At Risk

by Christopher Murphy

05/13/2016

While driving to a visit in Adair County on an early afternoon in the rolling brown of a northeastern Oklahoma winter, Shari watches the softness of the landscape: green even when it’s brown. Different from the TV conception of country, hard-bitten Appalachian hollers, and different from the starker wind-blast of western Oklahoma or the open roll of central Oklahoma. The landscape tucks away poverty.

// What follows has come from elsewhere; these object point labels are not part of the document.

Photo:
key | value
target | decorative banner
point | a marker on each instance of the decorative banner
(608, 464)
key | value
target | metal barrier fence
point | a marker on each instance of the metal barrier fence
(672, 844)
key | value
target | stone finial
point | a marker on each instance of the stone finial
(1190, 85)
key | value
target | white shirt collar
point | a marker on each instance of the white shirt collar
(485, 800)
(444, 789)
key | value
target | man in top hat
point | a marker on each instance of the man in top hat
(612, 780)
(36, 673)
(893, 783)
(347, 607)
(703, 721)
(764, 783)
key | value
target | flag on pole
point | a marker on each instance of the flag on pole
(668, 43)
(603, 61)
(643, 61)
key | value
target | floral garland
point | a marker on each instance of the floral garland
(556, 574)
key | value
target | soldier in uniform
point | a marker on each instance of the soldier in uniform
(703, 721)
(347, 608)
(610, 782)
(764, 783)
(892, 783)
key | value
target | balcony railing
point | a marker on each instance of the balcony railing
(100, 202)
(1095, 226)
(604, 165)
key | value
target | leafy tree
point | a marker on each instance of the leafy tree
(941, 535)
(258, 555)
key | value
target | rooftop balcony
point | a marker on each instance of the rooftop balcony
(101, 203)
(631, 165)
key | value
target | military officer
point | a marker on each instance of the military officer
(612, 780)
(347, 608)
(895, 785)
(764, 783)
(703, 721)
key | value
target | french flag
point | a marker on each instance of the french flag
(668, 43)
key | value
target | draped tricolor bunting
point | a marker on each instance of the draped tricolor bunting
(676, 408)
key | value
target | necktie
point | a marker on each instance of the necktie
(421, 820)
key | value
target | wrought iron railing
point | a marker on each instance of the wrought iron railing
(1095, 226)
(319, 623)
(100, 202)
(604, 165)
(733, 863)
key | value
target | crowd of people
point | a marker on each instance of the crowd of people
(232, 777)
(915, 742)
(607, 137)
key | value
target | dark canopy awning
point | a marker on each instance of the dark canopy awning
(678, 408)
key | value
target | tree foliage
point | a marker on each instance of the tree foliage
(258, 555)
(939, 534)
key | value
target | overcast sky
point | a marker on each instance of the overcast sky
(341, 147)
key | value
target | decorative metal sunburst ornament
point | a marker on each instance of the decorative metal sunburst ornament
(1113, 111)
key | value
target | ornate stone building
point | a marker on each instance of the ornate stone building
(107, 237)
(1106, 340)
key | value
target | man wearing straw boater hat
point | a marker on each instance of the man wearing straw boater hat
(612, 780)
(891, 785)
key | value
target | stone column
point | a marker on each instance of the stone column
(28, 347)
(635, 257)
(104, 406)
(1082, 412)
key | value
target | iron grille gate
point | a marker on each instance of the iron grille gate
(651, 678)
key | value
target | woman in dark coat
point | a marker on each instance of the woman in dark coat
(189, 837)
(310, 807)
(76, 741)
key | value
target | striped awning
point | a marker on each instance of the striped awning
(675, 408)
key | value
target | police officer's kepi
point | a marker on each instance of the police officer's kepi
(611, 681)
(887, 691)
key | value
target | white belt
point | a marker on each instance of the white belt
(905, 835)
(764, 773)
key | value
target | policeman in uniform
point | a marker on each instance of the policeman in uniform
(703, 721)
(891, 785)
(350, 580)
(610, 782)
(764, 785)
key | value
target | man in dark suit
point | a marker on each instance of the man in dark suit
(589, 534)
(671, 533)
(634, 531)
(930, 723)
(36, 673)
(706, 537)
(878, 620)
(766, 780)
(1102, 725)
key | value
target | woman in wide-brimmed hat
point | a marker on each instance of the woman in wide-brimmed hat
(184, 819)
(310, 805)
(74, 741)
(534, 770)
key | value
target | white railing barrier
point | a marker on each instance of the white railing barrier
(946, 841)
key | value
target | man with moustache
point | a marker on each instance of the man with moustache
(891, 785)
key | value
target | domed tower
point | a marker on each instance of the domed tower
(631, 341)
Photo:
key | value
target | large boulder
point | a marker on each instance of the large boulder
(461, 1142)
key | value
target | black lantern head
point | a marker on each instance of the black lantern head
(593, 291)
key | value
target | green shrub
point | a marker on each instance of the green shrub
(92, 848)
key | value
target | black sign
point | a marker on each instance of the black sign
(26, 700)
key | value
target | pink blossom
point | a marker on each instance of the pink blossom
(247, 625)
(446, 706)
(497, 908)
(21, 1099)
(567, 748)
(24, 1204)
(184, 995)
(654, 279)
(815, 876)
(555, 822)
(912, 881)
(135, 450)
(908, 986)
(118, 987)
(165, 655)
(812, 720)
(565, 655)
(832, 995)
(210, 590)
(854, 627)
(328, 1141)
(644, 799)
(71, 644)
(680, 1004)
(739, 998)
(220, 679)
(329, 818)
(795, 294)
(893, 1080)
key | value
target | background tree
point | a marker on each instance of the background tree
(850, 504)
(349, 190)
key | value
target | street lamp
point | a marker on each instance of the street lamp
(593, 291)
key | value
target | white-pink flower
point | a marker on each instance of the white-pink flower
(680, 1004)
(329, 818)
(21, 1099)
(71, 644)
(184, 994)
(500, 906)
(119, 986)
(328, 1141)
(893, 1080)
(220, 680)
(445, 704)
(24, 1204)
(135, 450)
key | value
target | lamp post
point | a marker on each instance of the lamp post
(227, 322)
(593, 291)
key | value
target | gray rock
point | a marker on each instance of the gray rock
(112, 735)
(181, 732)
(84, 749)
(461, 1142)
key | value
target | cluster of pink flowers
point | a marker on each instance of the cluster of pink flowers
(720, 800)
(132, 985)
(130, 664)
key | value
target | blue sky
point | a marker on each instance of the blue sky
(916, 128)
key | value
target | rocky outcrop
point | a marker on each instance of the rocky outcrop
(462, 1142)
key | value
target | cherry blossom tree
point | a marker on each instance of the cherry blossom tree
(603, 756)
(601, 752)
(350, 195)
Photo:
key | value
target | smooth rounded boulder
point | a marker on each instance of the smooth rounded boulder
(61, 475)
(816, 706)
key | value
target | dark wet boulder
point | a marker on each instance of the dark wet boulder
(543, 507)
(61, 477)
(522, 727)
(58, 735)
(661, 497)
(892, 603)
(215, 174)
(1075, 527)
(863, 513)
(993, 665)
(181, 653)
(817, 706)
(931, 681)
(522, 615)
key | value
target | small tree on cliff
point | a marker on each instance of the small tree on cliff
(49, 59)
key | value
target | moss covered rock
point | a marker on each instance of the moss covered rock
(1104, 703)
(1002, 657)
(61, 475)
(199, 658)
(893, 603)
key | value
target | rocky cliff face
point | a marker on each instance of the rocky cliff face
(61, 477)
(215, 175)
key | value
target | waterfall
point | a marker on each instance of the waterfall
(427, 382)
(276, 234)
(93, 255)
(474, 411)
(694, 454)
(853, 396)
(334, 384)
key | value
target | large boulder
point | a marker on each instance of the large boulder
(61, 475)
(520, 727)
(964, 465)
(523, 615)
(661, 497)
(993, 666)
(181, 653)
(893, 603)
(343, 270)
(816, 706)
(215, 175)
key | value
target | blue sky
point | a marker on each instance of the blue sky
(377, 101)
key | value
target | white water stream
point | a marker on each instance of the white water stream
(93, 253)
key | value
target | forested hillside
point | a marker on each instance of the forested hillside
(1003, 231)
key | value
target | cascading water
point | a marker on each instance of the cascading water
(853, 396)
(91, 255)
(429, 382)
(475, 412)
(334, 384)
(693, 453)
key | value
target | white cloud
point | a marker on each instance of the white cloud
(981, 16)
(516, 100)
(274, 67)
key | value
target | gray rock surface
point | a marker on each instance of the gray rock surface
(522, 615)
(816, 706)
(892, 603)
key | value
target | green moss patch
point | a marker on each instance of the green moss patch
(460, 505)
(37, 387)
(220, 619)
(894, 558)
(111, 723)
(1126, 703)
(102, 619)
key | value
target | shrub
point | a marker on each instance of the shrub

Shari’s grown to resent poverty because she faces it all the time: it’s the common thread with the families she sees. Families come to Child Protective Services from DHS because they don’t meet DHS’ standards of need. [1] Teachers notice bruises; neighbors see wandering toddlers. Families come to the office, usually hoping for diapers or food. A nurse in the maternity ward at Tahlequah City Hospital says, “Check 24.” Shari’s job is to go to their homes.

There’s a deep bias she’s tamped down until the tamping became habit. A dirty home does not mean an unfit home. Everyone sometimes leaves trash in the house too long. When mothers give their babies crawdad brains or squirrel brains for teething, that’s a cultural difference, not a transgression.

The trailer’s way down a country road graded so the rocks pile in eight-inch rises on the roadside, and stones in the road kick up into the undercarriage of Shari’s car. She called first to confirm the appointment, a matter of necessity—many people agree to a visit in the moment but balk later—and also a matter of safety. She needed to confirm that mom and child will be there and find out who else might be.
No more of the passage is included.